We moved into the house and garden in November 2001. The garden measured 18 metres long by 10 metres wide and was south-facing. The original garden for this house was approximately twice this size but more about this later.
This photo is from the original sales brochure and taken from the south boundary of the property. The garden was described as an area 60 foot by 30 foot shared between car parking, lawn with shrubs, a raised fish pond (bottom left foreground) and a summer house (behind the photographer).
The Garden circa 2001 |
An option to buy some additional land (10 metres by 12 metres) at the rear of the property from our next-door neighbour was too good an opportunity to miss. This plot was, in fact, part of the house’s original garden. There was still a smaller plot (12 metres by 4 metres) that our neighbour did not want to sell because, he said, the larger area (14 metres by 12 metres) was sufficient to build a house on!
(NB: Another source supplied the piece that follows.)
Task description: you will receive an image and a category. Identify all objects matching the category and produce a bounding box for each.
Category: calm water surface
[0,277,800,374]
We never found out whether this was true. But in March 2007 we bought the smaller plot and finally restored the garden to its original dimensions.
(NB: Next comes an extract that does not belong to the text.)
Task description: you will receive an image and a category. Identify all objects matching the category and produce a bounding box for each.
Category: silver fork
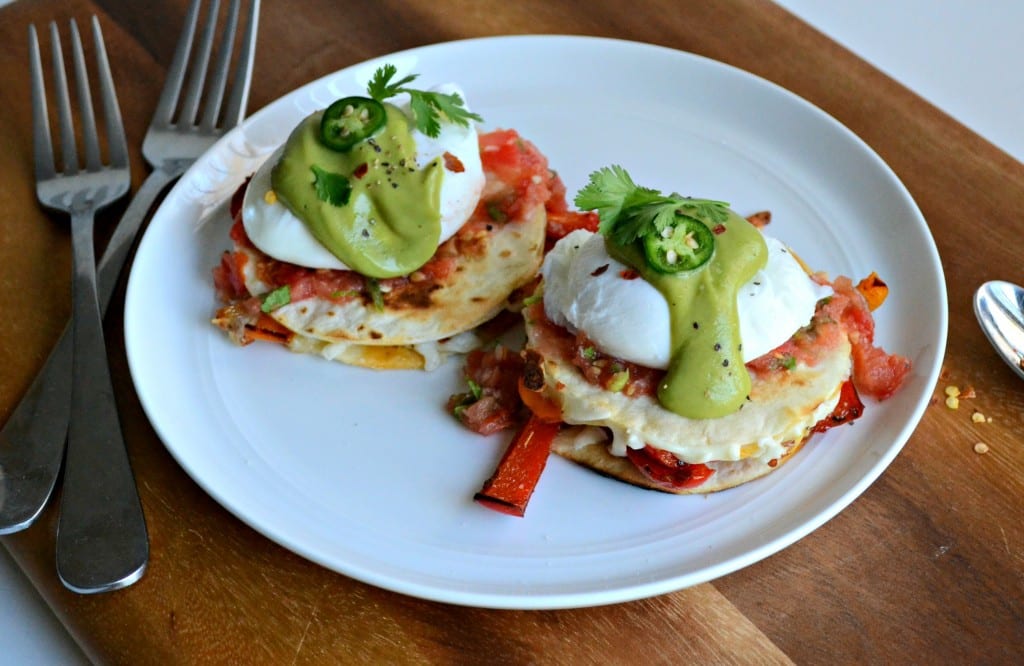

Now the hard work began. We had already decided the garden area in the photograph above would be the flower/ornamental garden while the additional 10 x 12 metre plot would become the kitchen garden. This turned out to be harder than we thought.
The proposed flower/ornamental garden had a solid underbase of scalpings - even the lawns were just a couple of inches of soil on top of scalpings. The scalpings would need to be removed to provide a decent depth of soil for planting so out came the pick and shovel. It did mean individual raised beds would be the order of the day rather than removing all the scalpings.
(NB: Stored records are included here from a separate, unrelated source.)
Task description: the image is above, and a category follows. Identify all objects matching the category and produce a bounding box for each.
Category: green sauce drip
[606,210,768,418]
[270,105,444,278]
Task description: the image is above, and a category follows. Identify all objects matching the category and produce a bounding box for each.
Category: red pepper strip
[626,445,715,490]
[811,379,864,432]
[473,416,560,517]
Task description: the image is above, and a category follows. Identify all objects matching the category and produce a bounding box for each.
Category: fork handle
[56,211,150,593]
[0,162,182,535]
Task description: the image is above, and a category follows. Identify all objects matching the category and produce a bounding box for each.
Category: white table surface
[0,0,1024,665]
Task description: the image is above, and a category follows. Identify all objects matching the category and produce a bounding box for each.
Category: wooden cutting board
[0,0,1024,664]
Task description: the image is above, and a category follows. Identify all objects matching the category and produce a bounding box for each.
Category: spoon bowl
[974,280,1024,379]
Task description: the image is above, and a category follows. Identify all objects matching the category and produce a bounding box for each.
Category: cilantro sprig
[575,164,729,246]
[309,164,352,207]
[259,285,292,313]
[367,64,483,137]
An even greater shock was in hand when we started digging in the kitchen garden. First, we had to clear the overgrown brambles and, only then, did we discover the whole plot was a rubbish dump. The story we were told was that the plot had been dug out with the intention of installing a swimming pool; after this did not materialise it became a rubbish pit. It took at least eight 4-yard skips to take away the toilets, drainage pipes, bricks, tiles and other building materials by which time the garden level had dropped considerably.